Wednesday, December 01, 2010

Supporting, Not Replacing

Over at the RPG site, Ryan Dancey has started a discussion on how adding social mechanics from Dogs in the Vineyard may be a way to improve gameplay in traditional Dungeons & Dragons. Yeah, I know, I know... And the thread starts off as a hideous mess, just as you'd expect. However, John Morrow has some very interesting things to say. I suspect he and I share very similar attitudes about gaming. Things get a lot better around this post.

This gets to the heart of what I have been talking about with neoclassical gaming. Ryan Dancey, having found some neat social mechanics in Dogs in the Vineyard, has suggested that such rules might make D&D more fun for people who would prefer tabletop RPGs to computer games. Mr. Morrow complains, and I think quite rightly, that this "gamest" approach hurts more than it helps. We see this a lot in games. Substituting dice rolls and resource management for the activity itself, in this case, social interaction, which is very easy to do at the table, undercuts what we really want to have happen.

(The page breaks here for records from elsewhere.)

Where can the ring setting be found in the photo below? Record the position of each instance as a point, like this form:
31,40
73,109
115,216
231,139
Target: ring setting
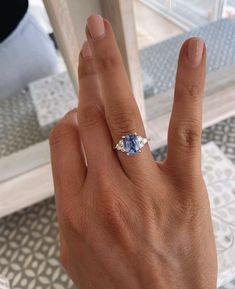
131,144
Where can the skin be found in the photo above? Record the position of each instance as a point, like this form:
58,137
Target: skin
128,222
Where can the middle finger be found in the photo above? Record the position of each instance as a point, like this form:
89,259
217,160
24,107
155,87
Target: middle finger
121,110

I'm assuming here that Mr. Dancey is interested in games where the characters interact with each other, are parts of their social environments, and are motivated by the peoples and situations that exist inside the game. Festooning these things with mechanics undercuts that. The players never really care about the in-game reality, because they're too busy dealing with mechanical bits that have been bolted on top of them.

John Morrow makes this very point when he says:

[T]he players are no longer making decisions based on what's happening in the setting but wing up looking for ways to wedge things like background mentions or relationship connections into the situation just to get modifiers. This is also one of the reasons why John Kim's Dogs in the Vineyard strategy page explicitly mentions that very broad traits are frowned upon. The same problem crops up in Spirit of the Century and any game where invoking some aspect of a character or their background makes it more likely for a character to succeed. Games that give bonuses for clever descriptions can also get goofy when the players start playing to the GM rather than the situation their characters are in. Yes, it gets the characters to bring those things into play, but there is a point where it doesn't help the quality of game and even a point where it turns the game into a farce…

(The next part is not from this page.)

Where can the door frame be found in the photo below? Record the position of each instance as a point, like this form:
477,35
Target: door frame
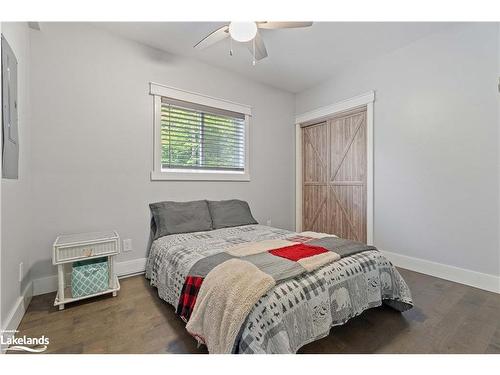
366,99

So is there some way for us to have our cake and eat it too? Can we encourage the sort of activities we want without burying them in mechanics?

I think we can. I think that old-school D&D shows us how. D&D is a game about exploration that has almost no rules about exploring. It discusses the problems of exploring, and gives us tools for tackling logistical issues associated with exploring, and creates rewards of various sorts for exploring, but does these things in a very tangential way. Your character never earns experience points from exploring itself. Instead, you gain experience through moving treasure from dangerous, unexplored territories back to home base. Monsters, traps, and the usual issues of exploration (such as provisions, light, and getting lost) all must be overcome to achieve the goal of rescuing treasure from the wilderness.

Mr. Dancey seems to want a game that is more about relationships and the social landscape. I've discussed this before. The neoclassical approach (and, interestingly, the approach of the guy who actually wrote Dogs in the Vineyard) seeks to encourage the desired gameplay obliquely. The final result would most likely be a game that looks very traditional to most gamers. However, it would have certain tweaks that encourage players to forge alliances and call on their friends for help. If we were just going to house-rule D&D, these might look like additional ways to take advantage of hirelings and henchmen, or at least, the rules dealing with them, rules that grant bonuses in combat for having friends fight with you (either by their diversity, or by their quantity), and for using social resources to solve traditional dungeon challenges. Let's take a look at two examples of what these might look like.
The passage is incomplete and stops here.